An Alberta pet-owner is facing serious consequences for her alleged treatment towards animals. On Thursday, July 30, it was reported that Alberta SPCA charged a woman with seven counts related to animal distress and neglect. The maximum penalty for each count is set at $20,000. 

Dan Kobe, the communications manager of Alberta SPCA (Alberta Society for the Prevention of Cruelty to Animals ) told Narcity in a statement that they actually opened up an investigation quite a few months back. 

"I can confirm we opened an investigation in regards to potential animals in distress on two rural properties southwest of Edmonton in April of 2020," he said. 

During their investigations, Alberta SPCA determined that many animals under the care of this woman "were in distress."

Therefore Peace Officers seized the animals from the property. But Alberta SPCA's statement went on to explain why they did what they did. 

"This action is not intended to be punitive in nature but to allow animals time to recuperate," said the statement. 

"I can confirm we removed a number of horses and cats from property to bring them into better health." 

Alberta SPCA identified the woman in question as Lenna Percheson. As a result of the investigation, she was charged with seven offences. 

The offences fall under the Animal Protection Act. The statement then broke down the offences. 

Percheson faces three counts of "causing an animal to be in distress," and two counts of "Failing to provide the animal with adequate care when the animal is wounded or ill." 

The remaining two offences are listed under "failing to ensure the animal has adequate food and water" and "failing to provide the animal with adequate shelter, ventilation and space." 

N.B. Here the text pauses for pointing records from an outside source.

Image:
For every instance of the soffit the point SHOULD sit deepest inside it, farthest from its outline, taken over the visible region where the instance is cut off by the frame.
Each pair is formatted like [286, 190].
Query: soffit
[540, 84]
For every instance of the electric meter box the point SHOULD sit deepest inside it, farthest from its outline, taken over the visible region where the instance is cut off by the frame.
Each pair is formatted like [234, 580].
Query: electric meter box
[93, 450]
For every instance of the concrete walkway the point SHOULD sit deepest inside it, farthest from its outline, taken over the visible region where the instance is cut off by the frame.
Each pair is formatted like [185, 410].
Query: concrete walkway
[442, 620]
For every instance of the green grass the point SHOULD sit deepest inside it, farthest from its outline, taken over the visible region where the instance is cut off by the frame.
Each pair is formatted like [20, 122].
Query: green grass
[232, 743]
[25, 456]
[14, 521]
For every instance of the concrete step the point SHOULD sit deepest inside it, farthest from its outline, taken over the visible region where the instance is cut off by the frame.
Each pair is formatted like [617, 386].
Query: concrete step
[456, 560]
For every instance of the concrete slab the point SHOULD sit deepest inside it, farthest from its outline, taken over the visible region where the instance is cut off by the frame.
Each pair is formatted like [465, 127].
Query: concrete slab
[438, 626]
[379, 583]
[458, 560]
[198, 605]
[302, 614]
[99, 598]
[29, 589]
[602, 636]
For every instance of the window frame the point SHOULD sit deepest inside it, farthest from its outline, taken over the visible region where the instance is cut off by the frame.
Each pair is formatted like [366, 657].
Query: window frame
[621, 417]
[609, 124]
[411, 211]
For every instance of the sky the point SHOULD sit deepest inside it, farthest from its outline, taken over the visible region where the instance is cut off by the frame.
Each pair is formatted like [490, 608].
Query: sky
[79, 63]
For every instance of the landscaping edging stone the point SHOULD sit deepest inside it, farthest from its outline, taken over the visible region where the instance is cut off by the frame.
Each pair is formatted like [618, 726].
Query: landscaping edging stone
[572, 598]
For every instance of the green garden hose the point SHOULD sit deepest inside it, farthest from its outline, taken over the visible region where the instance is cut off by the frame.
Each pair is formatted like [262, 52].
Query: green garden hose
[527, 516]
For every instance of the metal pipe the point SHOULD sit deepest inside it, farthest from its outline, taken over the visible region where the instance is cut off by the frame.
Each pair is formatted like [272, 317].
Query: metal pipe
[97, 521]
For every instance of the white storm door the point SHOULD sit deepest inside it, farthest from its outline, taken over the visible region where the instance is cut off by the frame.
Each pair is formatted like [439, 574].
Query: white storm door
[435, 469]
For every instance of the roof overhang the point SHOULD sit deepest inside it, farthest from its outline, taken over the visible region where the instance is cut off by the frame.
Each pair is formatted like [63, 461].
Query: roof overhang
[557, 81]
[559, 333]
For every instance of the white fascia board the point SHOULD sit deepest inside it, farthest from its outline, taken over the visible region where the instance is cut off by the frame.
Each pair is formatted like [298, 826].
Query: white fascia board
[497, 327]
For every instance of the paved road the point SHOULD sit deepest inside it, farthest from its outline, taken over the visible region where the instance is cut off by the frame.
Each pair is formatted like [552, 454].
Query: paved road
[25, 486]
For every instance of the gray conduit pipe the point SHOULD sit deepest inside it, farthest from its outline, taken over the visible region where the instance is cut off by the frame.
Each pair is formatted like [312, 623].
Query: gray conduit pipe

The maximum penalty for each offence is a $20,000 fine. So if she gets convicted under the full extent of the law, she would face a maximum fine of $140,000. 

The maximum penalty also includes a lifetime ban from owning animals.

The first court date in relation to the case has been scheduled for August 26, 2020, at Breton Provincial Court. 

The investigation is still ongoing, according to the statement. 

The article's cover photo was used for illustrative purposes only.